French Investments in Saudi Arabia Strongly Improved, Getting Diversified

Author: 
Javid Hassan, Arab News
Publication Date: 
Thu, 2005-07-14 03:00

RIYADH, 14 July 2005 — France ranks third as foreign investor with a total of $1.2 billion invested in 67 joint venture projects in the Kingdom. Since its inception, the Saudi Arabian General Investment Authority (SAGIA) has granted France 27 licenses worth more than $1 billion. These projects cover different fields ranging from power, telecommunications and industry to dairy projects and those in the oil and technology sectors.

The latest addition to these joint ventures is that of BNP Bank and the AGEF Insurance Company, giving Saudi-French partnership a diversified look.

An agreement for reciprocal protection and promotion of investments between the two countries was signed on June 26, 2002 in the Kingdom during the visit of the French minister for foreign affairs. Subsequently, it was ratified by both parties early last year. This agreement would further secure and encourage French investment in the Kingdom.

French presence in the Kingdom had long been heavily concentrated in the field of services, especially in the banking sector: the Crédit Agricole-Indosuez Investment in Banque Saudi Fransi (BSF), Saudi Arabia’s 5th largest bank and the 21st largest company in 2001. Its French partner holds 31.1 percent of the shares since 1977 accounting for 75 percent of French FDI in Saudi Arabia, i.e. $150 million out of a total stock of $198 million.

French presence in the industrial sector, including petrochemicals, remained sluggish for a long time. Three French industrial investments that were made prior to June 1999 were: Stesa, a subsidiary of Thales that specializes in the telecommunications sector ($4.6 million of French capital); Schneider, which locally manufactures electrical equipment ($1.6 million of French capital); and Sigma Paints, a subsidiary of SigmaKalon of the Total Fina Elf Group ($1.3 million of French capital).

In the field of services to the oil industry, the Compagnie Générale de Géophysique (CGG) has created a subsidiary in the Eastern Province, Argas, that undertakes seismic projects ($4.7 million of French capital). This company was ranked 87th in terms of the annual turnover of Saudi companies in 2001.

With the adoption of a more attractive foreign investment code in April 2000 and the establishment of SAGIA, French investments in the Kingdom have strongly improved and diversified.

October 2000 saw the acquisition of a large stake of Al Safi by Danone with a total French investment worth $200 million.

It was followed by subsequent industrial investments of Perrier in Al Manhal (mineral water) and of Saint-Gobain in Al Obeikan (technical textiles).

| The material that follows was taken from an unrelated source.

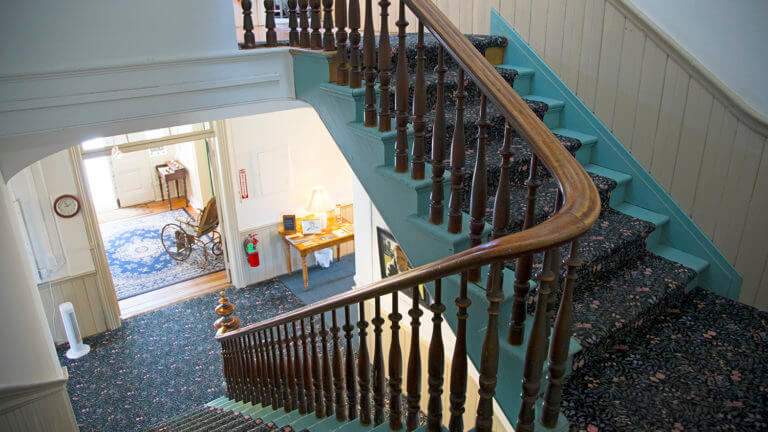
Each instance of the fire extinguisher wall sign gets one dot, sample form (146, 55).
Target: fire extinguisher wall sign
(251, 250)
(243, 184)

At the end of 2002, Systra, one of the largest international engineering firms for rail and urban transport, received a licence for close to $1 billion investment in the rail sector.

Statistics issued by the French Central Bank indicate that the level of French Foreign Direct Investment (FDI) stocks in Saudi Arabia was €475 million at the end of 2001 (more than $600 million). According to the same source, Saudi direct investments in France reached €441 million at the end of 2001.

The implementation of two large-scale projects has further boosted the existing bilateral trade. Total signed together with Saudi Aramco and Shell on Nov. 15, 2003, a $2 billion contract to explore and exploit gas in Rub Al Khali. Furthermore, Bouygues is preparing the first-ever BOT project in Saudi Arabia with a total investment of $100 million for the establishment of a high level recreation center in Jeddah.

BNP Paribas, one of the biggest French banks, has been given a license to operate in the Kingdom. The bank will deal in corporate banking mainly to assist project services

Last year, Accor, the Saudi-French Company for Hotel Management signed an agreement for the establishment of a chain of hotels in the Kingdom.

In addition to its new ventures in the capital, Accor will be the first French hotel to open its outlets in the holy cities of Makkah and Madinah.

France is also the sixth largest trading partner of the Kingdom. Last year, French imports from the Kingdom stood at €2.9 billion, while its exports to Saudi Arabia were valued at €1.3 billion during the same period.

Saudi Arabia remained the third largest oil supplier of France.

Intermediate goods rank first among French exports. They are followed by consumer, agroindustrial and capital goods. Main French exports include barley, perfumes, poultry meat, pharmaceuticals, electrical equipment and clothing items and accessories.

French imports consist mainly of crude oil and refined petroleum products, which make up for almost 95 percent of French imports from the Kingdom. The Kingdom ranks as France’s third largest supplier of crude with a market share set at around 13 percent.